Die Gemeinde hat ihren Frieden mit Werner Tübke geschlossen. „Nur ein paar ganz Wenige kommen seitdem nicht mehr in die Kirche”, sagt Pastor Christian Kühne aus Zellerfeld im niedersächsischen Teil des Harzes. „Seitdem” bezieht sich auf den 13. April 1997.

An dem Tag wurde der Flügelaltar in der St.-Salvatoris-Kirche in Zellerfeld eingeweiht - gestaltet von Werner Tübke, dem atheistischen Künstler aus der DDR, der am Donnerstag seinen 80. Geburtstag gefeiert hätte. „Der Altar ist eine Predigt für die Augen”, sagt Pastor Kühne nicht unpathetisch. Der Vorwurf, ein Atheist könne kein geistliches Werk schaffen, sei „absoluter Quatsch”.

Bekannt wurde Tübke mit seinem Monumentalwerk über den Bauernkrieg. In Bad Frankenhausen in Thüringen verewigte sich Tübke und mit ihm auch die SED als Auftraggeber auf dem 1722 Quadratmeter großen Bild „Frühbürgerliche Revolution in Deutschland”.

80.000 Gäste kommen jedes Jahr, um sich dieses riesige Kunstwerk anzuschauen. Nur 80.000, muss man sagen, „früher waren es rund 100.000 pro Jahr”, sagt Tamara Pawliczek vom Panorama Museum in Bad Frankenhausen. Ein sinkendes Interesse an Tübke lasse sich daran aber nicht ablesen, ist sie sich sicher. „Die Besucherzahlen gehen doch überall zurück.” Um das Bauernkriegspanorama zu sehen, kämen Tagestouristen ebenso wie Malerei-Klassen und Kunstinteressierte, sagt sie.

Wer Tübke heute studieren möchte, findet ausreichend Anschauungsmaterial im ehemaligen Wohnhaus der Familie gleich hinter dem Leipziger Zoo. In der Springerstraße ist die Tübke-Stiftung untergebracht, und in dem kleinen Nebenzimmer, wohin sich Brigitte Tübke-Schellenberger an den samstäglichen Öffnungstagen gerne mit einer Zigarette zurückzieht, zeigt sich auch die andere Seite des Malers: Schränke voll mit - man muss es so nennen - Tinnef.

Tübke sammelte Einwegfeuerzeuge, mit italienischen Urlaubsmotiven bunt bedruckte Aschenbecher, Taschenmesser, und was er sonst noch so fand. „Das war wohl sein Ausgleich zur Malerei”, schätzt seine Witwe heute. Auch wenn er vor fünf Jahren gestorben ist, „seinen 80. feiern wir trotzdem”. Wann und wo sagt sie nicht, aus der privaten Feier würde sonst schnell eine öffentliche.

Der 80. Geburtstag des Viel-Malers - die Stiftung hat rund 400 Gemälde, 6000 Zeichnungen und 530 Aquarelle dokumentiert - und Gründers der „Leipziger Schule” wird in den nächsten Wochen aber auch weitab von Leipzig in Zellerfeld gefeiert, dort, wo sein einziges rein kirchliches Werk zu bestaunen ist.

„Wir zeigen zwei Filme über Tübke”, sagt Pastor Kühne. „Und in Vorträgen wollen wir der Gemeinde und Interessierten seine Arbeit näherbringen.” Denn Aufklärung tue Not, ist sich der Pastor sicher.

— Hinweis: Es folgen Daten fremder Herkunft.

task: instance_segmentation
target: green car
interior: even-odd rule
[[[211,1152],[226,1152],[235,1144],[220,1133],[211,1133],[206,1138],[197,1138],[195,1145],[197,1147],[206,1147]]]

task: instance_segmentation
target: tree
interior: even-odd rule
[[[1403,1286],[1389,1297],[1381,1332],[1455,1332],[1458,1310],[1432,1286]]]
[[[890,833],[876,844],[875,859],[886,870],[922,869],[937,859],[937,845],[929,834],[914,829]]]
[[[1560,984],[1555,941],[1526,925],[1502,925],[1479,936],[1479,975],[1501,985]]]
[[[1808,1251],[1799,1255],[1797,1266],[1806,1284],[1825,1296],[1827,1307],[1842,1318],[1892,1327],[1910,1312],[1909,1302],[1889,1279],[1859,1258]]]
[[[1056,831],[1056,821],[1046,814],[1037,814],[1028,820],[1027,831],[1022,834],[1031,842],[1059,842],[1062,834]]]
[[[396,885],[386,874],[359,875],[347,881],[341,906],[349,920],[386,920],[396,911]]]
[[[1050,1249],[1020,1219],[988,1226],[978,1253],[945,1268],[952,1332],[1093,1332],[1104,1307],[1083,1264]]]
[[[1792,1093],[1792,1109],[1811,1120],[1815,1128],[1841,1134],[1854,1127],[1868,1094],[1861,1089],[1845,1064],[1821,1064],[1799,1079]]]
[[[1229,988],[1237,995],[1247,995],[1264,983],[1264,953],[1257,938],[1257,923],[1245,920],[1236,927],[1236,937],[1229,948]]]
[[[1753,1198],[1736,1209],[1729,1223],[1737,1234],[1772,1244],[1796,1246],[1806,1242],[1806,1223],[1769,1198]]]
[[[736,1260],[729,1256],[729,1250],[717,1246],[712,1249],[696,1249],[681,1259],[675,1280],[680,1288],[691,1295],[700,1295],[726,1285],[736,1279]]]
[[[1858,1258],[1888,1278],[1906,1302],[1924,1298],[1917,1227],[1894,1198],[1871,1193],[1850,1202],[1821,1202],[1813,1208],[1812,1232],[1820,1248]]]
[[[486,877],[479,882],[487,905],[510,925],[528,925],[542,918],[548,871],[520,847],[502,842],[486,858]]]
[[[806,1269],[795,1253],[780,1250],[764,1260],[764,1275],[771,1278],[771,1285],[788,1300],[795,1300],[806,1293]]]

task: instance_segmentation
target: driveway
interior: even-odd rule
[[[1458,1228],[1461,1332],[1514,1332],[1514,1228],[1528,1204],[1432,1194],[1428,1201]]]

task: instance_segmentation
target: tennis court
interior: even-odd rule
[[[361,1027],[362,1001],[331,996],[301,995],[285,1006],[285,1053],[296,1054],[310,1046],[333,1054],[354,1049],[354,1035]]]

Nicht nur über Tübke allein, sondern auch über das Verhältnis zwischen Kunst und Religion.

Der Altar in Zellerfeld zeige, dass sich der Atheist Tübke ganz ausgezeichnet in der christlichen Ikonographie ausgekannt habe. Und ein religiöser Künstler müsse sich ja auch nicht fortwährend für ein weltliches Werk rechtfertigen, sagt Pastor Kühne.

Tübke als Atheist - Annika Michalski hat mit dieser Beschreibung ihre Schwierigkeiten. Natürlich habe die DDR ihn so dargestellt, als guter Marxist, der er sein musste. „Aber er war gläubig”, ist sich Kulturwissenschaftlerin Michalski, die gerade an einer Doktorarbeit über den Maler arbeitet, sicher.

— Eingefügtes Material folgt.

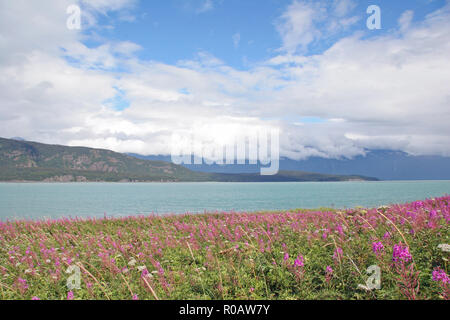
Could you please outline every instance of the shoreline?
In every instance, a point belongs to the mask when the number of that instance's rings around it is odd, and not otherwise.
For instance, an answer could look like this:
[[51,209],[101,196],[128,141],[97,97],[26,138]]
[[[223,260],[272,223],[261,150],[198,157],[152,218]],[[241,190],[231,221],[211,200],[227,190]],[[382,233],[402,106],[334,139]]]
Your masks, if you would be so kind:
[[113,184],[143,184],[143,183],[303,183],[303,182],[382,182],[382,181],[450,181],[450,180],[342,180],[342,181],[0,181],[0,183],[23,183],[23,184],[91,184],[91,183],[113,183]]
[[0,181],[0,184],[96,184],[96,183],[110,183],[110,184],[181,184],[181,183],[327,183],[327,182],[435,182],[435,181],[450,181],[450,179],[414,179],[414,180],[329,180],[329,181],[28,181],[28,180],[14,180],[14,181]]

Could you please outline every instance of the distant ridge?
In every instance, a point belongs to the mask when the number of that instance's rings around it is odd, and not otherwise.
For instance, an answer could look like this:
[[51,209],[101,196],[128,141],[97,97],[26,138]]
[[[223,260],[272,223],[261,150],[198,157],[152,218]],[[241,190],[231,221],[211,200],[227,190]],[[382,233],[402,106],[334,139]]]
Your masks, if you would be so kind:
[[[170,156],[142,156],[140,159],[170,161]],[[201,172],[256,173],[259,165],[183,165]],[[332,175],[361,175],[380,180],[450,180],[450,157],[414,156],[395,150],[366,150],[365,156],[352,159],[311,157],[305,160],[280,159],[280,170]]]
[[0,138],[0,181],[43,182],[281,182],[376,180],[359,175],[280,171],[227,174],[189,170],[167,161],[137,159],[111,150]]

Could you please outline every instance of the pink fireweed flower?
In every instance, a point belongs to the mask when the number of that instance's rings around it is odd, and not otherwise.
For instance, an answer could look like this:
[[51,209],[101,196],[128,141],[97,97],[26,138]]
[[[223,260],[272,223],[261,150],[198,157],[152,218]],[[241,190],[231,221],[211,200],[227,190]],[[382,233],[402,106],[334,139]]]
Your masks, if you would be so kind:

Sie zeigt in der Stiftung auf ein Selbstbildnis des Künstlers von 1948, das ihn nach seiner Haft in einem sowjetischen Gefangenenlager in seiner Geburtsstadt Schönebeck zeigt. Die hagere Gestalt, der Blick - diese Zeit sei an Tübke nicht spurlos vorbei gegangen, sagt sie. Glaube spiele in seinen Bildern immer wieder eine Rolle, auch wenn er in der DDR natürlich nie ein kirchliches Werk geschaffen habe.

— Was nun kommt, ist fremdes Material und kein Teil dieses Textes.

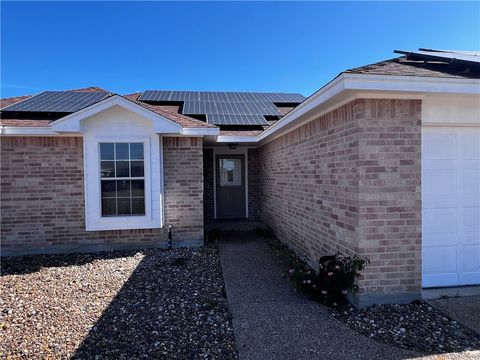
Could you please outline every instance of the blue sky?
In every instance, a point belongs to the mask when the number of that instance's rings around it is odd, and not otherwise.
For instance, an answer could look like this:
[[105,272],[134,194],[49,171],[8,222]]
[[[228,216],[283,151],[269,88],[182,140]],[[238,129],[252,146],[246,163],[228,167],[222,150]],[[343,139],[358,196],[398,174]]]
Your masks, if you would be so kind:
[[100,86],[309,95],[393,49],[480,48],[480,3],[2,2],[1,97]]

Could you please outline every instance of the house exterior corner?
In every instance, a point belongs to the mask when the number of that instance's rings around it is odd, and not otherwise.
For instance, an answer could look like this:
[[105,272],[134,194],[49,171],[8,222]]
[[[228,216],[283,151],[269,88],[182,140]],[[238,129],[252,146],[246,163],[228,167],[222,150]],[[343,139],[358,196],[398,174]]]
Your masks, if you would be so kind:
[[262,220],[314,268],[367,257],[359,305],[421,296],[420,134],[421,101],[357,99],[259,148]]

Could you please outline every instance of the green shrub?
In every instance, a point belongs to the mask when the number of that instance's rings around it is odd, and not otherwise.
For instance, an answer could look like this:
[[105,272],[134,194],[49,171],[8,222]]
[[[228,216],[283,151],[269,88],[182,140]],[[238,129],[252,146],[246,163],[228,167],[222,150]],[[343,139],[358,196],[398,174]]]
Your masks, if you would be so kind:
[[319,271],[308,265],[289,271],[290,279],[304,293],[329,306],[344,306],[348,293],[358,290],[355,280],[368,259],[337,253],[320,259]]
[[337,253],[320,258],[319,271],[316,272],[277,239],[266,237],[265,241],[290,268],[288,275],[293,285],[328,306],[343,307],[347,304],[348,293],[358,291],[355,280],[370,262],[356,255]]

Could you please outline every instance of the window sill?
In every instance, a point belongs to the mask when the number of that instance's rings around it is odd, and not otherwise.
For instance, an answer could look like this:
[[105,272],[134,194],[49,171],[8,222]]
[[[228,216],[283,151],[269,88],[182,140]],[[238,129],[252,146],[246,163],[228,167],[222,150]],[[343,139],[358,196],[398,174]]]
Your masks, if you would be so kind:
[[102,217],[94,223],[86,224],[86,231],[112,231],[112,230],[138,230],[138,229],[161,229],[163,224],[160,220],[145,219],[144,216],[115,216]]

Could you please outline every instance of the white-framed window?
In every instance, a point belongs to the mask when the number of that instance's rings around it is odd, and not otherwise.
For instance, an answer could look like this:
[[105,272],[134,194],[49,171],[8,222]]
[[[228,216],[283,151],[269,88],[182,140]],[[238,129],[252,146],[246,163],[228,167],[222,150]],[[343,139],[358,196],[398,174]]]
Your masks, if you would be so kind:
[[145,216],[143,142],[100,142],[101,215]]
[[[181,127],[128,100],[112,99],[64,127],[83,135],[85,230],[162,228],[162,134],[181,133]],[[113,157],[112,145],[101,144],[113,144]]]
[[87,134],[84,153],[87,231],[163,226],[158,135]]

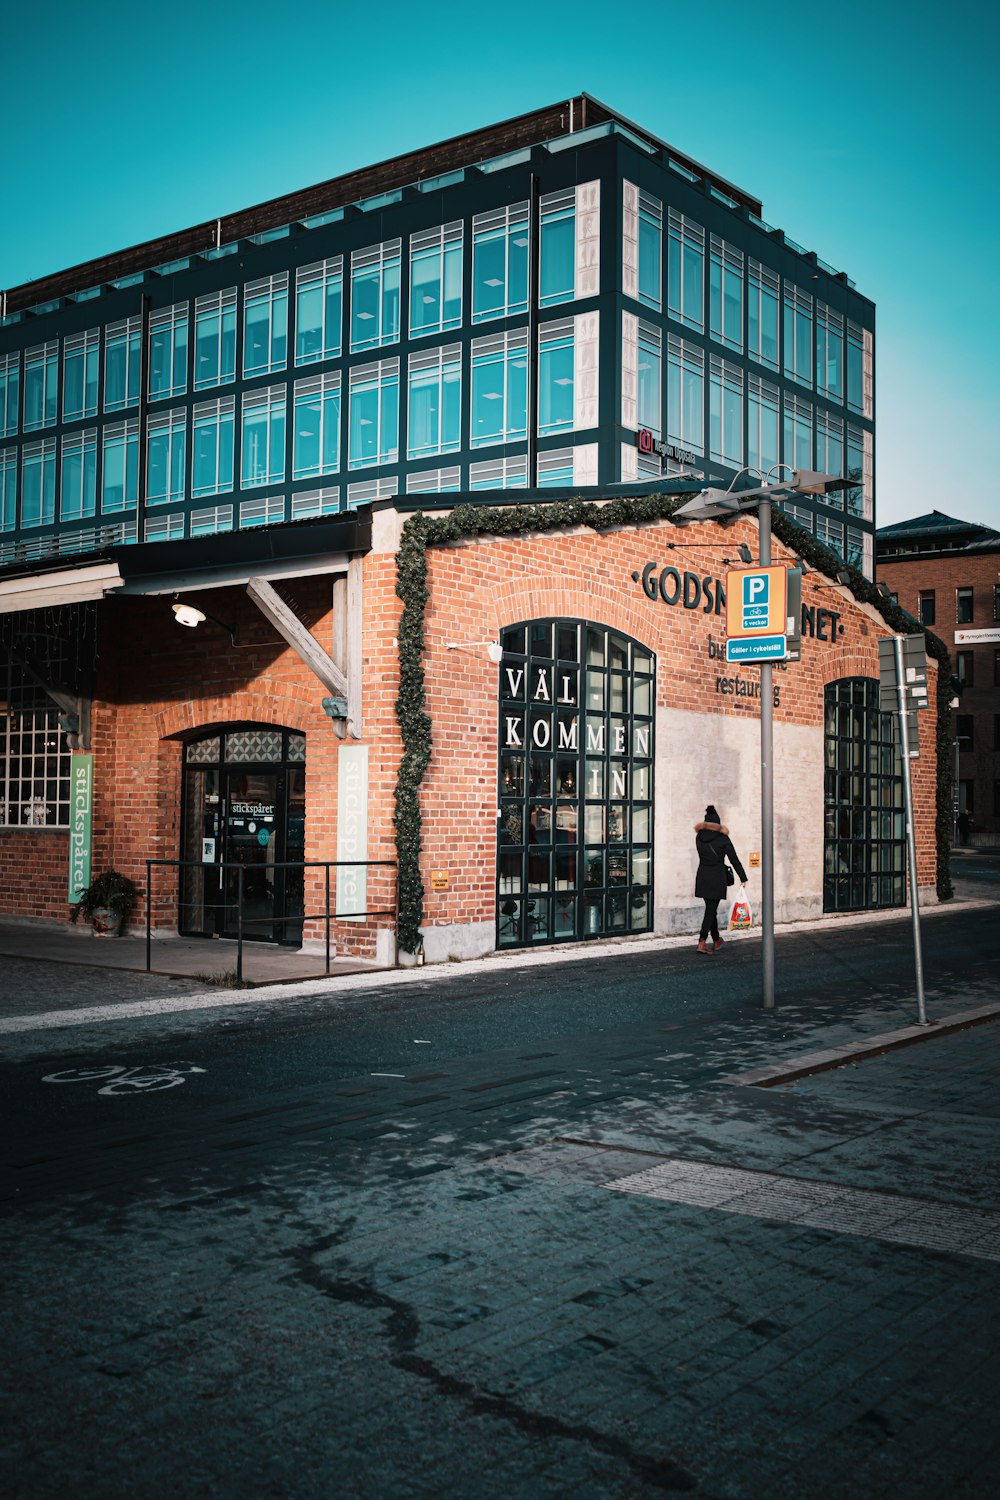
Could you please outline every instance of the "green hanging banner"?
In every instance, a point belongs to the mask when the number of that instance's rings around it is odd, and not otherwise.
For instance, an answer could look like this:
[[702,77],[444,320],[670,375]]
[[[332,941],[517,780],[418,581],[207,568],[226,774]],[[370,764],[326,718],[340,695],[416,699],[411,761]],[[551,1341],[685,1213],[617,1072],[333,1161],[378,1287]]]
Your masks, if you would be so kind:
[[69,773],[69,900],[75,906],[90,884],[94,815],[94,757],[74,755]]

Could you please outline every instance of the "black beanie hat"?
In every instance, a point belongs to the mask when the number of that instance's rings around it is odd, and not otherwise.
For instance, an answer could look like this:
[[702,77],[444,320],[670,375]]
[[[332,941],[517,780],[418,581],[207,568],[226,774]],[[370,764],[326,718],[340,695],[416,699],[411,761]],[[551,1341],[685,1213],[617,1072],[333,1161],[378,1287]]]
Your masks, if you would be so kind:
[[721,823],[722,822],[722,819],[719,817],[718,809],[716,807],[713,807],[713,805],[712,805],[711,802],[705,808],[705,822],[706,823]]

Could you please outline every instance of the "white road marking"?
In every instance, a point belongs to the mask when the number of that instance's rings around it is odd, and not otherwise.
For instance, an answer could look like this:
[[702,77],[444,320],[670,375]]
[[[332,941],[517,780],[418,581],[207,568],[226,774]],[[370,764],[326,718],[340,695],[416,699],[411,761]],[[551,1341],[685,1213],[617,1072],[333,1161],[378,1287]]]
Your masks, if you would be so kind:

Dass er wegen des Verdachts, in den letzten Kriegsmonaten ein sogenannter NS-„Werwolf” gewesen zu sein, von den Sowjets inhaftiert wurde, sei nur wenig bekannt, die offiziellen Lebensläufe sparten dies zumeist aus. Dies zu ändern sei auch zu seinem 80. Geburtstag Anliegen der Stiftung, sagt Michalski.